NAD Determines Oracle Acted Properly in Discontinuing Performance Claim Couched in ‘Contest’ Language

New York, NY – Nov. 20, 2012 – The National Advertising Division has determined that Oracle Corporation took necessary action in discontinuing advertising that stated its Exadata server is “5x Faster Than IBM … Or you win $10,000,000.”

The claim, which appeared in print advertising in the Wall Street Journal and other major newspapers, was challenged before NAD by International Business Machines Corporation.

NAD is an investigative unit of the advertising industry system of self-regulation and is administered by the Council of Better Business Bureaus.

As an initial matter, NAD considered whether or not Oracle’s advertisement conveyed a comparative performance claim – or whether the advertisement simply described a contest.

In an NAD proceeding, the advertiser is obligated to support all reasonable interpretations of its advertising claims, not just the message it intended to convey.
In the absence of reliable consumer perception evidence, NAD uses its judgment to determine what implied messages, if any, are conveyed by an advertisement.
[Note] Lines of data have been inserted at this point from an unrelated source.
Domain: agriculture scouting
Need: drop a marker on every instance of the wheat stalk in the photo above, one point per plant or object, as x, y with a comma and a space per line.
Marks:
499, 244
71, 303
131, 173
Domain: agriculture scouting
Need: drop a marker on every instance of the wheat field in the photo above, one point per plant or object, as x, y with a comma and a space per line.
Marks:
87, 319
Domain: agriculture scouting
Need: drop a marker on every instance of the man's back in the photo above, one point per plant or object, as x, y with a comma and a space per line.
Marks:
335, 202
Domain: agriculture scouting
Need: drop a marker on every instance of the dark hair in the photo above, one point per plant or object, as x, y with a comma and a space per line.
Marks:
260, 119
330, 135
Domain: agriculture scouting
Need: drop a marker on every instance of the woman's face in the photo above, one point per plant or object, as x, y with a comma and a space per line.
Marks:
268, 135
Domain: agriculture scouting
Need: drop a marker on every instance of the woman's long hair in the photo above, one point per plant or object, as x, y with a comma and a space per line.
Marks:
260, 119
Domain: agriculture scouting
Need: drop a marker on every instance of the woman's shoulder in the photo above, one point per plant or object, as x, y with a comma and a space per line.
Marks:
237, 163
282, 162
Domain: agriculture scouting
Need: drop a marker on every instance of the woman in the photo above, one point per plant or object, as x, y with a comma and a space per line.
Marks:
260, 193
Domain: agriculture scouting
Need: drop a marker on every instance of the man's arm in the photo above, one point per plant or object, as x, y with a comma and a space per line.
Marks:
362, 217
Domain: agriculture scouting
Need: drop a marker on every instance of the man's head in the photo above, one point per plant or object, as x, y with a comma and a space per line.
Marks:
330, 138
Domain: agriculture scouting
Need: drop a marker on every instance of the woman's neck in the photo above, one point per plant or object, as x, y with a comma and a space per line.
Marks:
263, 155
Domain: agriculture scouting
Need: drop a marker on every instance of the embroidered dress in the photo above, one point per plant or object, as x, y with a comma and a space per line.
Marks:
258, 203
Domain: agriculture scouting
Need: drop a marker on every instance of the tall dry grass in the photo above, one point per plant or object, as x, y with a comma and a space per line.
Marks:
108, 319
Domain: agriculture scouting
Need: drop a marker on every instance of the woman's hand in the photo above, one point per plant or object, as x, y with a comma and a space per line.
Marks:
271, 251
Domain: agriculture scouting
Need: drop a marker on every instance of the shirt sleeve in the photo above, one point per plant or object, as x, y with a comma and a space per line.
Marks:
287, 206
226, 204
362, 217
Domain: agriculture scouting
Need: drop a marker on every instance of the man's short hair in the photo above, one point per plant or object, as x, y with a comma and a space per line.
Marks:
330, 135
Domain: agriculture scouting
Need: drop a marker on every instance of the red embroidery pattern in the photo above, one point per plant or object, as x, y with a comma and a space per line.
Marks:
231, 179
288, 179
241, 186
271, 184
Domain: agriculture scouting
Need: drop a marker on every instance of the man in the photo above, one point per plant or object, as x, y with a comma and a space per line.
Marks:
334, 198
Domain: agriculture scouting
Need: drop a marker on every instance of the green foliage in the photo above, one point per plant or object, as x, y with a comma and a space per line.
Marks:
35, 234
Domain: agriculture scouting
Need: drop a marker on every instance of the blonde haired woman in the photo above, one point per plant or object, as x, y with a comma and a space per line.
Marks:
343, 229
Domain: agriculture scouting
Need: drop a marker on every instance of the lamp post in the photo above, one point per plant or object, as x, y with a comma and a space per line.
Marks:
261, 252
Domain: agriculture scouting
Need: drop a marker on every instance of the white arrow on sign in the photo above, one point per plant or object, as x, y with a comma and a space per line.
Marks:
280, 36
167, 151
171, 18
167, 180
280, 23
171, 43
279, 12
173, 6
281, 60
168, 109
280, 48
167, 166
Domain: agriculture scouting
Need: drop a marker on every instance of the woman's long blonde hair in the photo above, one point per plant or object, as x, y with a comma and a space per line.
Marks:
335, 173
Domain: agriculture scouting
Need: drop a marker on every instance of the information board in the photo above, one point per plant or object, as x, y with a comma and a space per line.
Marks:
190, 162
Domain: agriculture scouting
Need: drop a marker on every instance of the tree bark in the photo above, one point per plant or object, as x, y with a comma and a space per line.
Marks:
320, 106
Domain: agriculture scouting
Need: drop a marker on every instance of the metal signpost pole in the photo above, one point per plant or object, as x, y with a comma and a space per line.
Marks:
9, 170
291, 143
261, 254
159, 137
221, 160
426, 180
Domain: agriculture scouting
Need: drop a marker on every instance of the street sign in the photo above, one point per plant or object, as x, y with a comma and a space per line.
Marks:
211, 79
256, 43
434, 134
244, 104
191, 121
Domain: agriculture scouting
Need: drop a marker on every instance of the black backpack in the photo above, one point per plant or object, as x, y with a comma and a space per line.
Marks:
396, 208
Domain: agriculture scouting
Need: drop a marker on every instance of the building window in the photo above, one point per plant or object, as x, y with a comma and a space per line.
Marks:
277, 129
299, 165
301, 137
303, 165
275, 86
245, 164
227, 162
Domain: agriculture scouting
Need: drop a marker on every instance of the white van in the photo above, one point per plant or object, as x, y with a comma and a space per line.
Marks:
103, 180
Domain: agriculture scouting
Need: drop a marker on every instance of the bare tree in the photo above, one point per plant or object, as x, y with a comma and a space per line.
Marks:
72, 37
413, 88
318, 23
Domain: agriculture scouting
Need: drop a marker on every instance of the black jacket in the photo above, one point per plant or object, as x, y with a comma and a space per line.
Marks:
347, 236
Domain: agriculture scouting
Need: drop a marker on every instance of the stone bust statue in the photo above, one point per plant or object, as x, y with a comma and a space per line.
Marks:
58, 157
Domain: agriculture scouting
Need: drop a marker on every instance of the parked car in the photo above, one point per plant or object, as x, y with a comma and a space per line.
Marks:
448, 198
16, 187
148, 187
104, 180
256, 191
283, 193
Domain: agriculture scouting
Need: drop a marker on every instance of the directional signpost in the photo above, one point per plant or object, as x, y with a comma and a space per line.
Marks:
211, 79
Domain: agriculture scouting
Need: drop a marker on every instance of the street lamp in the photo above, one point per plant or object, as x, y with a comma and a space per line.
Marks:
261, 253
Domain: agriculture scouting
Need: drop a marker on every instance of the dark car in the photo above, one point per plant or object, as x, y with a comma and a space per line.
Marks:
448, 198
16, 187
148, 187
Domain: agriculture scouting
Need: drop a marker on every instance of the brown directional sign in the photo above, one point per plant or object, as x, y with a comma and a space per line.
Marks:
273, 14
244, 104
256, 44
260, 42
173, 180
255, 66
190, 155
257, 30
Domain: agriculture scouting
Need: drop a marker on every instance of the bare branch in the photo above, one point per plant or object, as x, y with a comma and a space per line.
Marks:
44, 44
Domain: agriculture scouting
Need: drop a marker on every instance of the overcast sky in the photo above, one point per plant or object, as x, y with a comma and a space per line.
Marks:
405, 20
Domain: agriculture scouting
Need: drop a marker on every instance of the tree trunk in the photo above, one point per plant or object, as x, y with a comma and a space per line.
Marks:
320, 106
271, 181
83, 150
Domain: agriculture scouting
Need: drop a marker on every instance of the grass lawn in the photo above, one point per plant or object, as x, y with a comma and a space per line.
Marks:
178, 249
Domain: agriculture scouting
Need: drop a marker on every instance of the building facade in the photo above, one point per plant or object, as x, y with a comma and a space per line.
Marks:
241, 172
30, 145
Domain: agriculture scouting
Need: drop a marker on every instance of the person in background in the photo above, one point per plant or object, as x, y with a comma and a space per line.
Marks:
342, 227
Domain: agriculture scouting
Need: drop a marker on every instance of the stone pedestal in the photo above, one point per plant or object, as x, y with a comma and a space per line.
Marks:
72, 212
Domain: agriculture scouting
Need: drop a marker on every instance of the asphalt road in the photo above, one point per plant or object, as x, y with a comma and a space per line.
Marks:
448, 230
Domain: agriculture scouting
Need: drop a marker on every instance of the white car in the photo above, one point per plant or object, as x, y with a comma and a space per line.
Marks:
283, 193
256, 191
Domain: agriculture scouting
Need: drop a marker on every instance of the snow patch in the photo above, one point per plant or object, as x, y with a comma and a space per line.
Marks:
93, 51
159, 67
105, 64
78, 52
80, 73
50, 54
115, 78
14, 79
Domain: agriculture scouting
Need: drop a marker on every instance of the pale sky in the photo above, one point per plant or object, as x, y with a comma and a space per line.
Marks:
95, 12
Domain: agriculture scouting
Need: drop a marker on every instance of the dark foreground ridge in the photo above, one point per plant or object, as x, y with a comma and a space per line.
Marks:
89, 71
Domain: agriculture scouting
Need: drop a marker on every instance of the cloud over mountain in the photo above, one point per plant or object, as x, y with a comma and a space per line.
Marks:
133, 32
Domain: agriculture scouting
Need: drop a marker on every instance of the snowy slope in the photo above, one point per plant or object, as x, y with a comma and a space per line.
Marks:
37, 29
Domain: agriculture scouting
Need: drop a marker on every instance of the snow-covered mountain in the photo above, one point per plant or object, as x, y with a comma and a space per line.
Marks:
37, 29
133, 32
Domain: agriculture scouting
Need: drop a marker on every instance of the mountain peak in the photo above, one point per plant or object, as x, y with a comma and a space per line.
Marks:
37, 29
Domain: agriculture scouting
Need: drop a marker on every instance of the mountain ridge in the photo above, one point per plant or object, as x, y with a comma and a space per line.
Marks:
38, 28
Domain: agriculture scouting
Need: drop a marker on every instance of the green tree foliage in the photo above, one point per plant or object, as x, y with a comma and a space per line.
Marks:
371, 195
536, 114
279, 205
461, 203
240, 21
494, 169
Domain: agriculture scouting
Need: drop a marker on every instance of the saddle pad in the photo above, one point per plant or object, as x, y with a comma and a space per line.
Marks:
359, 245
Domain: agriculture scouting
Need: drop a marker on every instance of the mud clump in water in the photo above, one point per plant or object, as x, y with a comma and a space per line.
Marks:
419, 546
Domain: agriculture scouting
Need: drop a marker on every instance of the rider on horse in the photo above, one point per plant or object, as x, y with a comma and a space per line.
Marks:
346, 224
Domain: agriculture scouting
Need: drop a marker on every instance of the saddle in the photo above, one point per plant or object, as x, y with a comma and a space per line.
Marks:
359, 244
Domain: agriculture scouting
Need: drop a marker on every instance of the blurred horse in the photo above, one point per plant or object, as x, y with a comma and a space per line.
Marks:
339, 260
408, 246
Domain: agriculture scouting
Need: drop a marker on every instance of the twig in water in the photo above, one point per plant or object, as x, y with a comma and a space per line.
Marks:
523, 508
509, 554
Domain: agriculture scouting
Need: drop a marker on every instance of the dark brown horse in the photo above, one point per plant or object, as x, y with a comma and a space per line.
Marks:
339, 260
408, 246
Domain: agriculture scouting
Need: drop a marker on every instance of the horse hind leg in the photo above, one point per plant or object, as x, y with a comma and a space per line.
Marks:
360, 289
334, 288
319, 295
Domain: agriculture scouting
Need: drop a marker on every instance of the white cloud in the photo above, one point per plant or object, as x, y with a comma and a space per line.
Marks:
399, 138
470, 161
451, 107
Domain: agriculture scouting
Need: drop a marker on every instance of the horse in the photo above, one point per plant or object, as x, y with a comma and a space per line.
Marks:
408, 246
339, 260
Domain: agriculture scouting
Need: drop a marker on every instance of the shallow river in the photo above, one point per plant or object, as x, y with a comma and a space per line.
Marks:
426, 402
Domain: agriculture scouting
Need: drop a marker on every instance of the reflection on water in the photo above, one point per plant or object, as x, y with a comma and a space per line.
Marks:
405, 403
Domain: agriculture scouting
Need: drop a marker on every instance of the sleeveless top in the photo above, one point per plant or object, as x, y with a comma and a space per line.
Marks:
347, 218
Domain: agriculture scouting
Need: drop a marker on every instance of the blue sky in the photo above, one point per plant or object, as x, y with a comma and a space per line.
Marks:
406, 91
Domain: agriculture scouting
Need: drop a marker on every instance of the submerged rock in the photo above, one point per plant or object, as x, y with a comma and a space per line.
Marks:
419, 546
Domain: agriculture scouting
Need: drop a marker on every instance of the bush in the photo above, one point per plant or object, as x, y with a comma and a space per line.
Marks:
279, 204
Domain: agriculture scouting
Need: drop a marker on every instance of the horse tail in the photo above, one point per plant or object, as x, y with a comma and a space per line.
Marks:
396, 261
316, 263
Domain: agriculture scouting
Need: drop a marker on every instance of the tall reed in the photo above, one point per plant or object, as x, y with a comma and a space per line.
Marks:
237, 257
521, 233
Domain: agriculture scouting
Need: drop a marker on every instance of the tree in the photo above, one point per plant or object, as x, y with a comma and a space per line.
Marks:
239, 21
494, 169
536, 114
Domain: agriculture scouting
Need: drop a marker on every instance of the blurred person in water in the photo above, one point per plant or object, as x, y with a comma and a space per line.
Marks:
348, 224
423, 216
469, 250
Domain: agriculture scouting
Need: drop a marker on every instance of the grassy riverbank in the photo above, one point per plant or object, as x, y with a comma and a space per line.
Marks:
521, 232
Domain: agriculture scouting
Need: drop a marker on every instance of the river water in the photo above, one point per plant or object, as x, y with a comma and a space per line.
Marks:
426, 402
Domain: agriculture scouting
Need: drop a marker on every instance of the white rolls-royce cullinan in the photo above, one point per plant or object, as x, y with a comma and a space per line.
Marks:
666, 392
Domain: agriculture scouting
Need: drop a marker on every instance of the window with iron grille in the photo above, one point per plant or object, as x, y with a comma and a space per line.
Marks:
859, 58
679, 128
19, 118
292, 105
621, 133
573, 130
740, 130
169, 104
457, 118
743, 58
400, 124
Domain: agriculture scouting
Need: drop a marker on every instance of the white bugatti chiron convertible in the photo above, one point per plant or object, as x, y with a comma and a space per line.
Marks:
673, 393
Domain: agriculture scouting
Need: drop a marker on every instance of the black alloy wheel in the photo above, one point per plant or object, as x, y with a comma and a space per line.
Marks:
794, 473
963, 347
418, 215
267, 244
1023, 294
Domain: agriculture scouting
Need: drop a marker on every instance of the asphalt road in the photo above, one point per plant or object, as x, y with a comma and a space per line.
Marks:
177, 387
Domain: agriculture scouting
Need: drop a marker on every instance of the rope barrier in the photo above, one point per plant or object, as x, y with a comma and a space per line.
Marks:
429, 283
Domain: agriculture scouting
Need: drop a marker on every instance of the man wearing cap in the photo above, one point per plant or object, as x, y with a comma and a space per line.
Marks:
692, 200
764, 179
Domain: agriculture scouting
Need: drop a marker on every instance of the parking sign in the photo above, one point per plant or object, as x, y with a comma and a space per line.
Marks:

Here, NAD found that, even accounting for a sophisticated target audience, a consumer would be reasonable to take away the message that all Oracle Exadata systems run five times as fast as all IBM’s Power computer products.
NAD noted in its decision that the fact that the claim was made in the context of a contest announcement did not excuse the advertiser from its obligation to provide substantiation.

The advertiser did not provide any speed performance tests, examples of comparative system speed superiority or any other data to substantiate the message that its Exadata computer systems run data warehouses five times as fast as IBM Power computer systems.

Accordingly, NAD determined that the advertiser’s decision to permanently discontinue this advertisement was necessary and appropriate. Further, to the extent that Oracle reserves the right to publish similar advertisements in the future, NAD cautioned that such performance claims require evidentiary support whether or not the claims are couched in a contest announcement.

Oracle, in its advertiser’s statement, said it disagreed with NAD’s findings, but would take “NAD’s concerns into account should it disseminate similar advertising in the future.”